JPEG 由國際標準組織(International Standardization Organization，簡稱ISO) 和國際電話電報諮詢委員會(International Telegraph and Telephone Consultative Committee ，簡稱CCITT) 所建立的一個數位影像壓縮標準，主要是用於靜態影像壓縮方面。JPEG 採用可失真(Lossy) 編碼法的概念，利用數位餘弦轉換法(Discrete Cosine Transform，簡稱DCT) 和量化器將影像資料中較不重要的部份去除，僅保留重要的資訊，以達到高壓縮率的目的。雖然被JPEG 處理後的影像會有失真的現象，但由於JPEG 的失真比例可以利用參數來加以控制；一般而言，當壓縮率( 即壓縮過後的大小除以原有資料量的結果) 在5% ～15% 之間時，JPEG 依然能保証其適當的影像品質，這是一般無失真壓縮法所作不到的。
JPEG 影像格式在一般生活上，例如網際網路或數位相機，是非常常見的。藉由壓縮可以縮減資料量的大小，以方便我們儲存或傳輸。本論文提出一個結合資料存取架構的演算法，在壓縮影像的同時利用頻率域之資訊得到每筆壓縮資料的重要度，當儲存的資料量不多的時候，所有儲存的資料可以趨近於無失真壓縮，隨著儲存資料的增加，演算法自動依據每筆資料的重要度來調整儲存空間的分配，同時根據Rate-Distortion的理論使所有儲存的影像之間的品質更平滑且壓縮效果可以更好。最後我們與ㄧ般所使用的JPEG壓縮標準來做比較，其影像之間的平滑度及壓縮效果都有顯著的改善。

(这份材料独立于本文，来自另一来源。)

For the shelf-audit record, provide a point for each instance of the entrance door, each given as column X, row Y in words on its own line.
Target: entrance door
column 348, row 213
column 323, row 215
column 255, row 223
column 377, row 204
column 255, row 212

JPEG (Joint Photographic Experts Group) is an ISO/IEC group of experts that develops and maintains standards for a suite of compression algorithms for computer image files. It is now regarded as a digital image compression standard of the International Standardization Organization (ISO) and the International Telegraph and Telephone Consultative Committee (CCITT). JPEG is mainly used in static image compression. It is a standard of lossy coding that uses discrete cosine transform (DCT) and quantizer to remove unimportant part, to retain important information, and to achieve the goal of high compression rate. Although the image will be distorted after JPEG processing, the distortion can be controlled by some parameters. Generally speaking, when you compress 5% ~ 15% off an original image, JPEG algorithm can still guarantee its suitable image quality, and this is some of the general lossless compression standard can not achieve.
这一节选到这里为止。